LeBron’s 35 help Cavs beat Celtics 87-79, reach NBA Finals
BOSTON (AP) — LeBron James scored 35 points with 15 rebounds and nine assists on Sunday night to earn an eighth straight trip to the NBA Finals, leading the Cleveland Cavaliers to an 87-79 victory over the Boston Celtics in Game 7 of the Eastern Conference finals.
In the first close game of the series — and the lowest-scoring — James played all 48 minutes for his sixth straight Game 7 win.
The NBA Finals begin Thursday at either Houston or Golden State. The Rockets host the seventh game of the West finals on Monday night.
Jayson Tatum scored 24 for Boston, which was looking to return to the NBA Finals for the first time since 2010.
Will Power wins Indy 500, No. 17 for car owner Roger Penske
INDIANAPOLIS (AP) — Will Power hated racing on ovals.

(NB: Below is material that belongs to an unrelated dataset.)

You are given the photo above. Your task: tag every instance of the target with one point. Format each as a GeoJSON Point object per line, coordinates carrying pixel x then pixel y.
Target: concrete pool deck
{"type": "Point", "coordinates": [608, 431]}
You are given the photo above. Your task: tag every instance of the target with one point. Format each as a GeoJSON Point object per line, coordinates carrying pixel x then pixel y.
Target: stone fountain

He wasn’t a fan of Indianapolis Motor Speedway and figured he would never win the Indianapolis 500.
That kind of attitude doesn’t fly when you drive for Roger Penske.
Power had to change his thinking and his performance on oval tracks. He learned to respect the speedway. And the 37-year-old Power is now a winner of one of the biggest races in the world.
“I’ve slowly changed to be a more positive person. It’s hard when you’re very negative,” said Power, who pulled away in the final moments to win the 102nd running of the Indy 500. “You’ve got to have determination. That’s what I had. You work hard at something, it comes to you. It eventually comes to you. (Indy) was the last box to tick, to be considered as a very successful driver.”
The different approach landed Power in the most storied winner’s circle in history Sunday when he gave Penske a 17th victory in “The Greatest Spectacle in Racing.” Power actually swept the month of May at Indy after winning on the road course two weeks ago and his 34 wins tied him with Al Unser Jr. for eighth on IndyCar’s all-time list.